Constitutive fluorescent strain construction
Plasmids harboring a Tn7 region containing green fluorescent protein under control of a constitutive strong promoter were incorporated into P. aeruginosa strains by conjugational mating. Either plasmid pBK miniTn7-gfp2 (harboring gentamycin resistance) or pBK miniTn7-gfp3 (harboring kanamycin and streptomycin resistance) were incorporated adjacent to glmS on the P. aeruginosa chromosome using helper plasmid pUX-BF13 and mobilization plasmid pRK600. Transgenic cells were selected on LB agar supplemented with 100μg/mL gentamycin or 250μg/mL kanamycin and 250μg/mL streptomycin and confirmed by PCR detection of the chromosomal insertions and microscopy inspection for fluorescence.
Surface motility assays
Surface motility plate assays were composed of modified fastidious anaerobe broth (FAB) media that included 0.1% casamino acid (wt/vol) and no ammonium sulfate ((NH4)2SO4) [6,17]. Surface motility was evaluated over a range of Noble Agar concentrations between 0.4%-3.0% (wt/vol). Plate assays were spot inoculated by pipetting 1μm log-phase cells onto the center of the 60mm Petri dish and quickly transferred to a laminar hood for 3-5 minutes with lids partially open, promoting rapid absorption of the inoculation droplet into the motility agar. All plates were inverted and incubated at 30°C in a humidity-controlled (85% RH) incubator for 15-30 h. Prior to imaging, motility plates were equilibrated to room temperature for 45-60 minutes.
Microscopy and imaging
Imaging was carried out using a Nikon Eclipse Ti-E Inverted microscope equipped with Plan Fluor 10X DIC LN1 and 100X LU Plan Fluor objectives and Andor DU-888 X-10006 camera with Emission wavelength = 535, Excitation wavelength = 470.

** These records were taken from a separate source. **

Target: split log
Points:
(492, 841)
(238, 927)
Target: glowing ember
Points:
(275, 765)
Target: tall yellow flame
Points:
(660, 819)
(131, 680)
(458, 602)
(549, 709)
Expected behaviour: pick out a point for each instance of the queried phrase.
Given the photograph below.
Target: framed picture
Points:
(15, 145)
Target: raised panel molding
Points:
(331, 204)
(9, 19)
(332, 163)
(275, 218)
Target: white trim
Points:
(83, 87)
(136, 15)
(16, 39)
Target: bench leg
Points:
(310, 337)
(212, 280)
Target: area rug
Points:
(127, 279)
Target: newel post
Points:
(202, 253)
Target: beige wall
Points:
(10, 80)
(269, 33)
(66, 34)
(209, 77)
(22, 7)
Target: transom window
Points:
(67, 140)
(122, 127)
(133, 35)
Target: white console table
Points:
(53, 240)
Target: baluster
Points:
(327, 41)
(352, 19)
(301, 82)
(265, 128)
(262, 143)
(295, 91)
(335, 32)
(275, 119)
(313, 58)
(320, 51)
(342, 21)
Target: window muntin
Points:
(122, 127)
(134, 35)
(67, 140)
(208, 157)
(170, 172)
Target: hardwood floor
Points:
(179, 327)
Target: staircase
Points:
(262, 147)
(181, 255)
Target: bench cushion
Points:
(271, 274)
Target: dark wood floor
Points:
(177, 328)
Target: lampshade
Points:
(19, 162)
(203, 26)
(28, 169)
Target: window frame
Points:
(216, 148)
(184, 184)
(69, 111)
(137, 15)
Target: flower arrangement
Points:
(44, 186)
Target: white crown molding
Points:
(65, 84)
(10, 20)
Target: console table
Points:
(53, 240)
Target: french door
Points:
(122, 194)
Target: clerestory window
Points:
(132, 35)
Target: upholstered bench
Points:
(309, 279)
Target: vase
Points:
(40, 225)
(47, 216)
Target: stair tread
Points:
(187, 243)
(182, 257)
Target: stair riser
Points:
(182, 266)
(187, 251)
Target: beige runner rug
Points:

Image processing and analysis
Images were processed using Nikon NIS-Element software and further analyzed using Fiji image processing package (3). Using tools in these software packages, size of clusters, distance and speed travelled by a cluster were determined.
Acknowledgements
This work was supported by NIH grants 1R21AI109417 (JDS) and 1DP2OD008468 (SWL).
The PA14ΔpelF strain and pEX18GmΔpelF plasmid were provided by Matthew Parsek, University of Washington-Seattle.